A.2d 390 (1979), rev'd on other grounds, 498 Pa. 665, 450 A.2d 975 (1982); Commonwealth v. Plath, 267 Pa. Super. 1, 405 A.2d 1273 (1979); Commonwealth v. Bailey, 250 Pa. Super. 402, 378 A.2d 998 (1977); Commonwealth v. Murray, 246 Pa. Super. 422, 371 A.2d 910 (1977); Commonwealth v. Franks, 235 Pa. Super. 327, 340 A.2d 456 (1975); Commonwealth v. Simmons, 233 Pa. Super. 547, 336 A.2d 624 (1975). See also: Commonwealth v. Vernille, 275 Pa. Super. 263, 418 A.2d 713 (1980); Commonwealth v. Jones, 242 Pa. Super. 471, 364 A.2d 368 (1976).

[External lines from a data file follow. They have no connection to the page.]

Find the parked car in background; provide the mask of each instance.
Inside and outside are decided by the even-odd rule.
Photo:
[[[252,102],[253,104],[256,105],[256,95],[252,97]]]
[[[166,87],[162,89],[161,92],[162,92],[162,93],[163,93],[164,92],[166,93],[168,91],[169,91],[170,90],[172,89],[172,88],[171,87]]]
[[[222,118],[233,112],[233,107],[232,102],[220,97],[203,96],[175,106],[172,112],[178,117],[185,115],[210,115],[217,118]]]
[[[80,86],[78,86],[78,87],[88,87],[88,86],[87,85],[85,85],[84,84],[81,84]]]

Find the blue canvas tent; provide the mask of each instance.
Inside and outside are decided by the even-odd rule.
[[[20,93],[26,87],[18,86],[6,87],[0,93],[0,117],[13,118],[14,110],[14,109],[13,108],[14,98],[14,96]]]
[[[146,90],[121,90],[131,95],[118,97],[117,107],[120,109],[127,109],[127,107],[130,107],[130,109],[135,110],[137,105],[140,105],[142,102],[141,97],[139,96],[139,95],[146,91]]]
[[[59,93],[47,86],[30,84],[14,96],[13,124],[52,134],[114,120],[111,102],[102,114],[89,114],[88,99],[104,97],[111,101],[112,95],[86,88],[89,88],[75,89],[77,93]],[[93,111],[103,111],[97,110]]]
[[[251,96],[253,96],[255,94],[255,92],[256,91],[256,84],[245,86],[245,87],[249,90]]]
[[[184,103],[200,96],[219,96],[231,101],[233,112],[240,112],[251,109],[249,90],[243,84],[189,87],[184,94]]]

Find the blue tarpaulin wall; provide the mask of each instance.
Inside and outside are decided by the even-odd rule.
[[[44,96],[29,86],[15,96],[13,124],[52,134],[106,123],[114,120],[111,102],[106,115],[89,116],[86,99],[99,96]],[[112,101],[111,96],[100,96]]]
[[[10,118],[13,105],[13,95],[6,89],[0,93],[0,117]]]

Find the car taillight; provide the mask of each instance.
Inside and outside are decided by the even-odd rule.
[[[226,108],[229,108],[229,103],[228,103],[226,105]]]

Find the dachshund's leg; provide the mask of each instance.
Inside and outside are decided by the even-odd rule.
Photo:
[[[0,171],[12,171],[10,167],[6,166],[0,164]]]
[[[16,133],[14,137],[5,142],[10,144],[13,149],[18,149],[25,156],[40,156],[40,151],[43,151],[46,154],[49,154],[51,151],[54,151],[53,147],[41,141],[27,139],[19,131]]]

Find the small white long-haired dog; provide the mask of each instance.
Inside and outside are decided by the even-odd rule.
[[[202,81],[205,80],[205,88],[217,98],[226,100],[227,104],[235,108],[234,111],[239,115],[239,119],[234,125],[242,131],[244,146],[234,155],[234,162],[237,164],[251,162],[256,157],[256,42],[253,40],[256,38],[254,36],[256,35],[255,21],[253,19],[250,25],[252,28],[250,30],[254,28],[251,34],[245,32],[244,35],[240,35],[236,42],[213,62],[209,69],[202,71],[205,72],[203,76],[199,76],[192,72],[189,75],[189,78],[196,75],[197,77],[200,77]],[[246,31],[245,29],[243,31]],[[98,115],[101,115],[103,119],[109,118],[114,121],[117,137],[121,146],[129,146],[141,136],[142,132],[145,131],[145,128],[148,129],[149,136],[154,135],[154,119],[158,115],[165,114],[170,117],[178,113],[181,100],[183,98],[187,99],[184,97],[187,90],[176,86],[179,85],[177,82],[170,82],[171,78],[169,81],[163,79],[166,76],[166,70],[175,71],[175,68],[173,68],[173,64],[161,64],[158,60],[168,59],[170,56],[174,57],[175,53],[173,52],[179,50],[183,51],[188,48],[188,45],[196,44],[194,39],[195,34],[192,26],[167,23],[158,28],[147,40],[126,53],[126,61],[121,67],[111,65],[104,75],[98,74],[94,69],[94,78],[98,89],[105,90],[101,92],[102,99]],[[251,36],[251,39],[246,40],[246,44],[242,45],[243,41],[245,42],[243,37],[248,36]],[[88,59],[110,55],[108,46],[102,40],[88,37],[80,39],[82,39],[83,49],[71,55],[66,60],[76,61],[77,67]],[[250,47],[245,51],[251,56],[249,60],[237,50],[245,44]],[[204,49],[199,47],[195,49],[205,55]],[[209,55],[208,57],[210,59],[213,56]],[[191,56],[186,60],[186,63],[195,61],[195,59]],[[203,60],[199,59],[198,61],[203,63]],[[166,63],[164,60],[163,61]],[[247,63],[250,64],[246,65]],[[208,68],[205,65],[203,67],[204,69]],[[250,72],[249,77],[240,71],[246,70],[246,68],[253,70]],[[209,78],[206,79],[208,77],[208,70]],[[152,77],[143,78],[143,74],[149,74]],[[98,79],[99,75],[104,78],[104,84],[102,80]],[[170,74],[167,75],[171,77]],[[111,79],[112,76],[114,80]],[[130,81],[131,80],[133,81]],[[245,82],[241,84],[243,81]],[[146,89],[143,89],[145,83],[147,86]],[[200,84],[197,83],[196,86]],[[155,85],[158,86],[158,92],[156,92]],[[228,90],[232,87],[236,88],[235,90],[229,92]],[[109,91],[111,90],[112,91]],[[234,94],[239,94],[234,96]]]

This evidence was also sufficient to sustain the jury's finding that appellant had been in possession of stolen property with knowledge that such property was stolen. Commonwealth v. Williams, supra; Commonwealth v. Stasiak, supra; Commonwealth v. Bellachio, 296 Pa. Super. 468, 442 A.2d 1147 (1982); Commonwealth v. Worrell, 277 Pa. Super. 386, 419 A.2d 1199 (1980); Commonwealth v. Lovette, supra; Commonwealth v. Fox, 259 Pa. Super. 565, 393 A.2d 970 (1978); Commonwealth v. Franks, supra. Not only did appellant have the stolen goods in his possession but tags attached to the goods identified the true owner.

[ 312 Pa. Super. Page 82]

For purposes of sentencing, however, the crime of theft by receiving stolen property merged into the crime of theft by unlawful taking. Commonwealth v. Yancey, 301 Pa. Super. 427, 431, 447 A.2d 1041, 1043 (1982); Commonwealth v. Simmons, supra 233 Pa. Super. at 560-561, 336 A.2d at 631. See also: 18 Pa.C.S. § 3902. The imposition of separate sentences, therefore, was improper. See: Commonwealth v. Haines, 296 Pa. Super. 257, 442 A.2d 757 (1982); Commonwealth v. Yancey, supra; Commonwealth v. Brown, 290 Pa. Super. 448, 434 A.2d 838 (1981); Commonwealth v. Boerner, 281 Pa. Super. 505, 422 A.2d 583 (1980); Commonwealth v. Simmons, supra. The legality of the sentences imposed, even though not raised by petition to modify sentence, is not waived and may be raised for the first time on appeal. Commonwealth v. Walker, 468 Pa. 323, 330 n. 3, 362 A.2d 227, 230 n. 3 (1976); Commonwealth Page 82} v. Moore, 300 Pa. Super. 488, 493, 446 A.2d 960, 963 (1982).

We need not remand for resentencing. By imposing concurrent sentences the trial court indicated that it considered the sentence to be for one and the same criminal act. Thus, we are able to conclude that the sentence for theft by unlawful taking was not influenced by the sentence for theft by receiving stolen property. Consequently, we will vacate the sentence for receiving stolen property and affirm the judgment of sentence for theft by unlawful taking.

The judgment of sentence for theft by receiving stolen property is vacated. The judgment of sentence for theft by unlawful taking is affirmed.